BETHESDA, Md., March 7, 2013 /PRNewswire-USNewswire/ -- The Parenteral Drug Association (PDA) announced today that three high-level regulators from the United States and Europe will speak at the 2013 PDA/FDA Process Validation Workshop, May 20 – 21 at the Hyatt Regency in Bethesda. They are:
- Jeffrey Baker, Deputy Director, Office of Biotechnology, CDER, FDA
- Lina Ertle, Quality Assessor, ANSM (France)
- Patrick Swann, Deputy Director, Division of Monoclonal Antibodies, CDER, FDA
"With global regulatory expectations for process control and validation changing in recent years, PDA's members recognize the importance of engaging health authority representatives at a workshop like this," said Richard Johnson, PDA President and CEO. "PDA has a long history of providing forums for manufacturers to exchange the latest thinking with their regulatory counterparts, and it is common for representatives of health authorities from different countries to appear at our meetings to open dialogue with industry experts."
The workshop is intended to help industry learn about the U.S. and European regulatory perspectives on process validation. In recent years, regulators have expected manufacturers to take a life-cycle approach to process validation and utilize risk-management and statistical tools. Process validation experts from industry, representing companies like Pfizer, Baxter Healthcare, and Amgen, also will present.
More information on the workshop is available at http://www.pda.org/processval2013.

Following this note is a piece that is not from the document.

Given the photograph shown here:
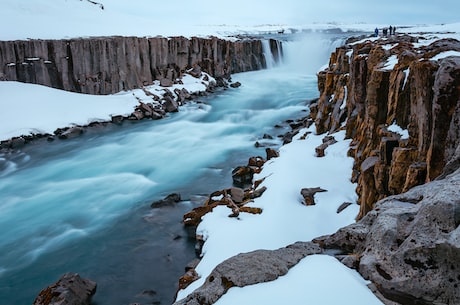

The Parenteral Drug Association (PDA) is the leading global provider of science, technology and regulatory information and education for the pharmaceutical and biopharmaceutical community. Founded in 1946 as a nonprofit organization, PDA is committed to developing scientifically sound, practical technical information and resources to advance science and regulation through the expertise of its more than 9,500 members worldwide.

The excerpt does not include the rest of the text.